The Philippines was under Spanish colonial rule from 1521 to 1898. The Spanish conquistadors, led by Ferdinand Magellan, arrived in the archipelago and established the first permanent settlement in Cebu.
Over time, the Spanish expanded their influence, converting the majority of the population to Christianity and establishing a centralized administration.
In the 19th century, a growing sense of Filipino nationalism began to take root. These feelings were partly fed by José Rizal, a renowned writer, poet, and philosopher.
Through his works, most notably his novels “Noli Me Tángere”, or Touch me Not, and “El Filibusterismo”, or The Reign of Greed, Rizal exposed the injustices and abuses committed under Spanish colonial rule, igniting a sense of national consciousness among Filipinos. The works we published in 1887 and 1891, respectively.
On June 12, 1898, General Emilio Aguinaldo, stood proudly in Kawit, Cavite, and raised the Philippine flag to proclaim the country’s independence from over three centuries of Spanish rule.
This declaration not only signified the triumph of Filipino spirit but also laid the foundation for the birth of the nation.
The Philippines then became the first republic in Asia, inspiring other countries in the region to seek their own independence. The Philippine–American War shortly followed the country’s independence.
The First Philippine Republic came to an end with the capture of its president, Emilio Aguinaldo, by American forces on March 23, 1901. Aguinaldo’s capture marked a turning point in the Philippine-American War, as it effectively dismantled the leadership and organization of the republic.

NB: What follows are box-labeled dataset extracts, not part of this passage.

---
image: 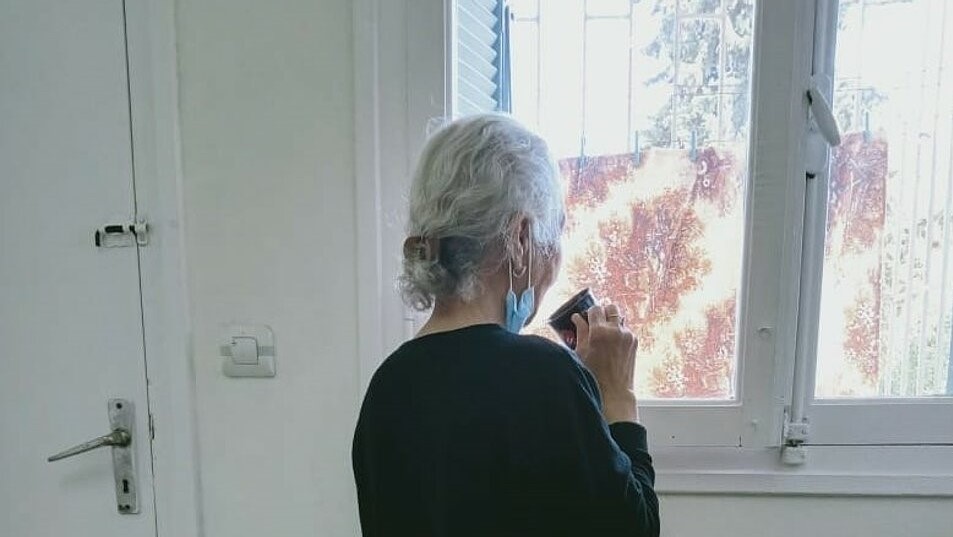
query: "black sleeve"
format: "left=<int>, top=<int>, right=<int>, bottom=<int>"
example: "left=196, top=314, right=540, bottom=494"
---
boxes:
left=516, top=353, right=659, bottom=537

With the capture of its president and the subsequent surrender of other key Filipino leaders, the resistance against American rule weakened significantly. The Americans gradually established control over the country, implementing a colonial administration that lasted until the Philippines gained independence in 1946.
In celebration of the Philippines national day, we’ll be having some adobo for dinner with some halo-halo to finish it off at Diplomatic Network (Asia). DNA wishes all Filipinos a happy Independence Day.